Iced Tea is a Refreshing, Sugar-Free Drink

Iced tea is a very refreshing drink that can be made sugar-free, making it a healthy option for cooling down on hot days. When it’s really hot, I normally have at least two types of iced tea in the fridge so there’s always something available to cool me down, and so I don’t get bored with just one flavour. Iced tea is really easy to make and can be easily altered to adjust for your taste preferences or the equipment you have on hand. So rather than provide you with a specific recipe, today I’m going to describe the ins and outs of making healthy iced tea.

Healthy Stories - Iced Tea is a Refreshing, Sugar-Free Drink

What equipment do you need?

A plastic or glass jug that will fit in your fridge.

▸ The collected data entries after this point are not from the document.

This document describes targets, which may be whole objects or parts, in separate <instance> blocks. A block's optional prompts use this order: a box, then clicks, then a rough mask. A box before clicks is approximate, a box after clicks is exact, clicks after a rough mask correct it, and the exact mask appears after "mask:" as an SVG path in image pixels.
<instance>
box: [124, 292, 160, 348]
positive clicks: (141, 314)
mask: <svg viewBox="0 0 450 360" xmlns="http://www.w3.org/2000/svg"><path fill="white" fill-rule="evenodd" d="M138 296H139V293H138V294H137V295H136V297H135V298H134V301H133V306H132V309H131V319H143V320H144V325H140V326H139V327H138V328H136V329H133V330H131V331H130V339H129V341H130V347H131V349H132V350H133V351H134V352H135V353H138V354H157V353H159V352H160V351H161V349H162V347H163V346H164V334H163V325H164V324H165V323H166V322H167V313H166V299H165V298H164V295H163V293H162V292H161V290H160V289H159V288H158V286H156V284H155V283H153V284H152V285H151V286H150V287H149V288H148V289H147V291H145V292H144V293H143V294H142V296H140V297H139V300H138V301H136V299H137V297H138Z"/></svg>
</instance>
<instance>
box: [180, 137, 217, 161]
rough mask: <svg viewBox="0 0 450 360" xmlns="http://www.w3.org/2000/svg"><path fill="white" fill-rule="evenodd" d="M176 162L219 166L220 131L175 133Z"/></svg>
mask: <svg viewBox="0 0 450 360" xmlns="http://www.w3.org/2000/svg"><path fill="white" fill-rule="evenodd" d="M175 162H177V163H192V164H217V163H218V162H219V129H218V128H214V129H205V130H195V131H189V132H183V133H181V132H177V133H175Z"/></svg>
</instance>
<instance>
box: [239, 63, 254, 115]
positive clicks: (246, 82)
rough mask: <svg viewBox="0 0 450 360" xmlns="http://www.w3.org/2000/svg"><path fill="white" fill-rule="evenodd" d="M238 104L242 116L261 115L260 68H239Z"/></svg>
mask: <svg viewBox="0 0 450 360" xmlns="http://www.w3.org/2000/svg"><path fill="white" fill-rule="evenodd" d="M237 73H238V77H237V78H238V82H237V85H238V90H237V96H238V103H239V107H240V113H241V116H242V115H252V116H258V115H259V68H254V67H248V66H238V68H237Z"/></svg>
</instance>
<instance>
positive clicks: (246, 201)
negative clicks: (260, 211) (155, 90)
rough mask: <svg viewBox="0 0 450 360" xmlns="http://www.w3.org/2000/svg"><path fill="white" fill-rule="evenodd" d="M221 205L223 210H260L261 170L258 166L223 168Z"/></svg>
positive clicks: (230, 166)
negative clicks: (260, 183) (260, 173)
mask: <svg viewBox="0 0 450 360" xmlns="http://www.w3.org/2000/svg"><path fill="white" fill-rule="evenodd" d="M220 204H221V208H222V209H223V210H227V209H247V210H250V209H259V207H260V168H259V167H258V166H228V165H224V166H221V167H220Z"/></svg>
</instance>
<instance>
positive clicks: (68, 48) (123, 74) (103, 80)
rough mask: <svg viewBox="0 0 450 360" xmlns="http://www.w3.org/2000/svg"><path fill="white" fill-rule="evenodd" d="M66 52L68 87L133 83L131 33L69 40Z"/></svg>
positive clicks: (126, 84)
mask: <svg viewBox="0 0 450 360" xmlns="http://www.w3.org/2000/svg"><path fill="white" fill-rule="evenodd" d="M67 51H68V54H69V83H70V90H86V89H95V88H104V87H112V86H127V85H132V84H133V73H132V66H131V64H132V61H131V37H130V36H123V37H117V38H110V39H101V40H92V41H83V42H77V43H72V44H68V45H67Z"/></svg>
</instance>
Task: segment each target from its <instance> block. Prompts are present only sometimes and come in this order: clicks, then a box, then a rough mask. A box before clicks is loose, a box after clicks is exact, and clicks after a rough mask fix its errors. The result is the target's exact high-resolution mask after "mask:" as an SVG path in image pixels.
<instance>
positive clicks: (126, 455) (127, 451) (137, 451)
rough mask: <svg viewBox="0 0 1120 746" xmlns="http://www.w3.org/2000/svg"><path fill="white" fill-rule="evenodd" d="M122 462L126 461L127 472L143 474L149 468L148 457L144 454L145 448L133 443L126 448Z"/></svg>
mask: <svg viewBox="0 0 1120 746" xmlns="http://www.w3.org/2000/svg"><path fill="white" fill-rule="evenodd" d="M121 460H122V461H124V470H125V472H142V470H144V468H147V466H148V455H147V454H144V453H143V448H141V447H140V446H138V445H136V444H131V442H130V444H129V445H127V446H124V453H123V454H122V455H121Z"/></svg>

It’s really that simple.

If you make iced tea a lot, I highly recommend that you invest in a special iced tea jug. I actually have 3 of them: one is made by Bodum, and two are from T2. I also have one regular plastic jug that I use too (it’s a Décor 1L jug).

The advantage of an iced tea jug is the special container to hold the tea leaves. This allows the tea to infuse while keeping the leaves separate so that you don’t have to strain the tea before drinking. It also makes discarding the used tea quite easy.

What ingredients do you need?

It doesn’t really matter what tea you use. I use all types of teas to make mine. You can use high quality leaf tea, tea blends that contain added herbs/spices/fruit/flavours, herbal teas (which are really just herbs and/or spices), or dried fruit blends (which are often called tisanes). It also doesn’t matter if the tea is loose leaf or in tea bags.

When choosing your tea, the first thing to decide is whether you want a caffeinated or non-caffeinated blend. If you want caffeine then you must include black tea, green tea or white tea in the mix, but of course can add other flavours too. If you want a caffeine-free blend, instead choose from herbal or fruity blends, or you could try using rooibos. I quite like rooibos – which comes from the ‘red bush’ – because it has a rich flavour sort of like tea, but is less bitter and without the caffeine. Rooibos can make a nice tea base instead of actual tea leaves.

The next thing to decide is what flavour you want you tea to be, and that really depends on your imagination. You can mix different blends or tea bags together, add fruit, spices or herbs.

Healthy Stories - Iced Tea is a Refreshing, Sugar-Free Drink

How to infuse the tea

There are two methods for infusing tea – hot infusion or cold infusion.

Hot infusion is the ‘standard’ method for making tea that most people know. Boil the kettle, put the tea in the jug, add boiling water and allow to infuse. Then let it cool down in the fridge before serving.

Cold infusion produces a less bitter tea and is my preferred method for iced tea. Put the tea in the jug, add tap water, put it in the fridge to infuse and get cold. A cold infusion takes longer for the tea to infuse and develop its flavour, but you get a less bitter and more subtle flavour compared to a hot infusion. I normally set up a cold infusion before going to bed at night, then the tea is infused, cold and ready to drink the next day.

How much tea to use? For hot tea, it’s normally recommended to use 1 teaspoon of tea (or 1 tea bag) for 1 cup (250ml). When I make iced tea, I normally use 2-3 teaspoons (or 2-3 tea bags) per 1 litre jug. This is because when I do a cold infusion, I leave the tea within the jug until I have consumed the whole jug, so it would become very strong over time if I made it at full-strength. A slightly weaker blend also means a less bitter tea, which is particularly good for caffeinated blends.

What about sweeteners? Tea is normally sweetened to get rid of the bitter flavours, but if you use a cold infusion and keep the blend slightly weak, the tea isn’t that bitter and doesn’t really need any sweetener. If you normally like your drinks to be sweet, then try using fruit-based ‘tea’ blends, but please taste them before you consider adding any sugar. If you use ‘tisanes’ as your tea blend, do be careful though to check the ingredients since many are loaded with sugar and are just as bad for you as cordial or soft drink.

Flavour suggestions to get you started

  • Peppermint tea, or other mint blends are very refreshing.
  • Chinese jasmine green tea – always use a cold-infusion.
  • Black teas that have added flowers or fruit for flavour – always use a cold infusion.
  • Fruit teas in tea bags – I quite like the Twinings Fruit & Herbal Infusions.
  • Rooibos and mint.
  • Lemongrass and ginger.
  • I have many different loose leaf blends (caffeinated and non-caffeinated) that I’ve bought from T2 and also from a boutique tea store in the Dandenong Ranges called Tea Leaves.

Do you make iced teas at home? Which flavours do you prefer?